休息。

 久しぶりの友人の再開、会話ははずみ、近況を話し合ったり昔話に花を咲かせた。だが彼も、一つだけ気を使って、ウェロウの夫〝トレバー〟のことには触れないようにしているようだった。そんな彼の心遣いでむしろ胸が痛くなった。でも、悪い痛みではなかった。まるで彼と喧嘩をした後、仲直りをしたときのような、かさぶたが治るような痛みだった。

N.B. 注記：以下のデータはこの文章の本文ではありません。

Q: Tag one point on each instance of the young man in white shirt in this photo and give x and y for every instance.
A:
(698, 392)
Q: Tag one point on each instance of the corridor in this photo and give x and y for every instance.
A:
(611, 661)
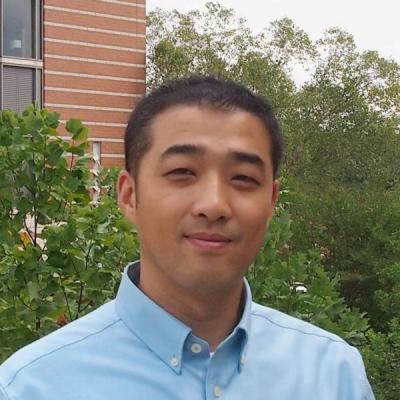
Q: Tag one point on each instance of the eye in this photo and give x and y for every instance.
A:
(181, 171)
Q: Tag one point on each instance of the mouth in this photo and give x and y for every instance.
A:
(208, 241)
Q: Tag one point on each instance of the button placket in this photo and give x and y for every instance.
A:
(174, 362)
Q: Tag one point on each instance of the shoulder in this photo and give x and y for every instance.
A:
(302, 339)
(277, 320)
(88, 331)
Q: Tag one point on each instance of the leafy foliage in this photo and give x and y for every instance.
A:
(61, 254)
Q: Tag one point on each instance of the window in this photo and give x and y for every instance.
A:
(20, 59)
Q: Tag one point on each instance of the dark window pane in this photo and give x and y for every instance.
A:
(17, 87)
(18, 36)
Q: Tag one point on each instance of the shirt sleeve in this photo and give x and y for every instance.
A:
(367, 393)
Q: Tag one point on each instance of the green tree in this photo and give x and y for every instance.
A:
(61, 254)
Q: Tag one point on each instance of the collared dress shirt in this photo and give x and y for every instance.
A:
(132, 349)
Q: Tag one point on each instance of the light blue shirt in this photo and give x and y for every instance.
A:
(132, 349)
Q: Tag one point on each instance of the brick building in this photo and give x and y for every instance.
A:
(82, 58)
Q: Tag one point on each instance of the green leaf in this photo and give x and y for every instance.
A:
(33, 290)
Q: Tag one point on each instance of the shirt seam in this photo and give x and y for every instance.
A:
(299, 330)
(57, 349)
(3, 390)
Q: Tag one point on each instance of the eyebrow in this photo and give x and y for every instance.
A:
(198, 150)
(249, 158)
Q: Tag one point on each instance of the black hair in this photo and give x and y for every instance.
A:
(201, 91)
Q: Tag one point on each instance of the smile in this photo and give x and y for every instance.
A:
(206, 241)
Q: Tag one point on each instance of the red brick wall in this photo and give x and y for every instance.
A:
(94, 65)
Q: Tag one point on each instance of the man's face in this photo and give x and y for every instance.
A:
(205, 196)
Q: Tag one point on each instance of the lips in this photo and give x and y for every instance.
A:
(208, 241)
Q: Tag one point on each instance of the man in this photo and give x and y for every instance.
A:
(200, 185)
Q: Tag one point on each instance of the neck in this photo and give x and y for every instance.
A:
(211, 316)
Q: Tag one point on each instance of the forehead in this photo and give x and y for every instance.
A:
(215, 129)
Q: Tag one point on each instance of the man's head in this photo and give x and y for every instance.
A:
(208, 153)
(201, 91)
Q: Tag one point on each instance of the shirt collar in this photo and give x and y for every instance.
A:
(164, 334)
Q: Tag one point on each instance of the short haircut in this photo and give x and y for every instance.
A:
(205, 91)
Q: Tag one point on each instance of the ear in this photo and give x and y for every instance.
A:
(126, 190)
(276, 187)
(274, 197)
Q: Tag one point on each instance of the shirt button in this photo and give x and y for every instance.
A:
(174, 362)
(217, 391)
(196, 348)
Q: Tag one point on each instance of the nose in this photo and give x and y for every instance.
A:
(212, 200)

「君は今でも優秀だったと評判だ、今からでも戻ってこないか?その、色々大変だとは思うけどさ」

「色々って……」

「まあ、辛い事を思い出すとか、ただ、過去にとらわれるのもつらいだろうから、無理強いはしないけれど、いろんな選択肢の一つだと思ってくれ」

「ええ……」

「後悔にすがるのはよくない、彼は……正しいことを」

「わかっているわ!!」

 つい語気をあらげてしまった。

「ごめんなさい、つい」

 すぐに訂正して、水をのみほす。とりつくろうとしている自分に気づいてコップがプルプルと震えた。ホビオは苦悩にみちた顔をして、すぐに立ち上がり、優しくウェロウを見下ろすと、その肩にかるくふれた。

「すまない、もういくよ、大丈夫……焦る事はないさ」

 ふと、ウェロウの脳裏にあの時の後悔がにじむ、どうして、火事に飛び込んでいった夫の肩を掴まなかったのか、それともどうして、火事に一緒に飛び込んで行って救助をしようとしなかったのか。無理だとわかっていても、どうせなら二人で死んだほうが……。

 瞬間、はっとする、自分の中の暗い考えに気づき、母親や親友や優しく微笑むホビオの顏が浮かんだ。

「ホビオ!!」

 彼は入口の扉に手をかけていたが、ふっと振り返る。ウェロウはのどにてをあてて、なんとか声を出そうともがく、そうして胸のペンダントに手をあてる、そのペンダントは筒状で、中にはある写真が入っている―。彼の言葉とともに、それを思い出して、声を上げようとする。彼はある場所で一緒に写真をとりその後ろにこう記した。

〝お互いがいつ死んでも、この場所に戻ろう、もし僕に何かあったなら、この場所にいってほしい〟

 このペンダントは、ある条件で映像が流れる事になっている。条件とは、その〝ある場所〟へと再び向かうこと。


 ごくり、と一呼吸おいて、ウェロウはいった。

「ありがとう、私、前向きに考える事にするわ」

 その時、彼女はすでにエイドを引き取ることを決意したのだった。